Last year, Joya de Nicaragua celebrated its 45th anniversary. As has become norm in the cigar business, that called for ann anniversary cigar which the company aptly called Cuatro Cinco, four five in Spanish.
It was a cigar that celebrated not just Joya de Nicaragua, but also the company’s ties to Nicaragua. This was visualized on the back of the bands where designs paying homage to the factory, the oldest in Nicaragua, a cigar roller and a volcano.
As far as the cigar itself goes, here’s what I said last November:
When you look at Joya de Nicaragua’s last few releases, we’ve seen a trend. There was Cabinetta in 2010, CyB last year and Rosalones which has trickled out into the U.S. market this year. At best, these are medium cigars, a far cry from what Joya de Nicaragua has become known for in the U.S. Mild cigars are important—it’s a much bigger market—and Joya de Nicaragua has made some good ones, but it’s not really Joya. Fortunately, Cuatro Cinco took some of the finesse the company has exhibited in the aforementioned releases and added it into a profile that is more Antaño. The result is a cigar that makes you smile, and then feel the nicotine, the way it should be. Without borrowing a new name for another vitola in the portfolio, Cuatro Cinco is the closest thing Joya de Nicaragua can roll to a Lamborghini.
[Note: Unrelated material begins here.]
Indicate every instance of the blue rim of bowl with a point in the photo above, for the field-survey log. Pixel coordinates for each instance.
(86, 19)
- Cigar Reviewed: Joya de Nicaragua Cuatro Cinco
- Country of Origin: Nicaragua
- Factory: Fabrica de Tabacos Joya de Nicaragua S.A.
- Wrapper: Nicaragua (Jalapa)
- Binder: Nicaragua (Jalapa)
- Filler: Nicaragua (Estelí & Jalapa)
- Size: 6 Inches
- Ring Gauge: 54
- Vitola: Toro Extra
- MSRP: $13.00 (Boxes of 10, $130.00)
- Date Released: November 1, 2013
- Number of Cigars Released: 4,500 Boxes of 10 Cigars (45,000 Total Cigars)
- Number of Cigars Smoked for Redux: 1
I still like the band, a lot. There’s a great new age and retro contrast, one that I think will stand the test of time. A far as the Nicaraguan puro is concerned, I’m unable to pick up the blueberry notes from the wrapper, instead it’s chocolate, sweet barnyard and a fair bit of lacquered wood. I also cannot find the blueberry flavor on the cold draw. What I do get is a fruity sweetness, lacquered wood and very bitter espresso.
Lighting up the Cuatro Cinco presents a pretty dramatic change from what I remember. There’s a much more medium start, although I can still feel a good bit of nicotine. All over the tongue are almonds, somewhat sweet and very smooth. There’s a sugar-rich cake note on the finish, which really helps to add depth. As the cigar progresses cedar, sweet leathers and cocoa add themselves to the mix—a solid delivering of Nicaraguan flavors but with almost no pepper to contrast. Eventually the unique blueberry note comes to fruition, right around the halfway mark, before disappearing an inch later. Creaminess and pepper make themselves known towards the end, a bit of too little, too late in my opinion.
Construction is great. I opted for a v-cut and was greeted with a pleasant draw that is right down the middle as far as looseness/tightness. Burn and smoke production are fine, although I really wish the smoke would have carried more weight and thickness, as it would have dramatically helped the body.
The cigar for this review was likely provided by site sponsor Joya de Nicaragua. In addition, site sponsor Atlantic Cigar has the Cuatro Cinco for sale here.
I announced that I was really interested to see where this cigar was in eighteen months—or around this time next year—and in many ways I still am. That being said, I would have hoped that the cigar was a bit fuller now than it is now. Joya de Nicaragua has once again refocused its efforts on making a medium cigar, something the company has clearly felt has been an essential part of its offerings. As far as I’m concerned, the current state of the Cuatro Cinco is a very good medium cigar. I still think there’s plenty left in this cigar and am not giving up on my eighteen month prediction, but I definitely was more impressed was the fresh version of this cigar than its current state.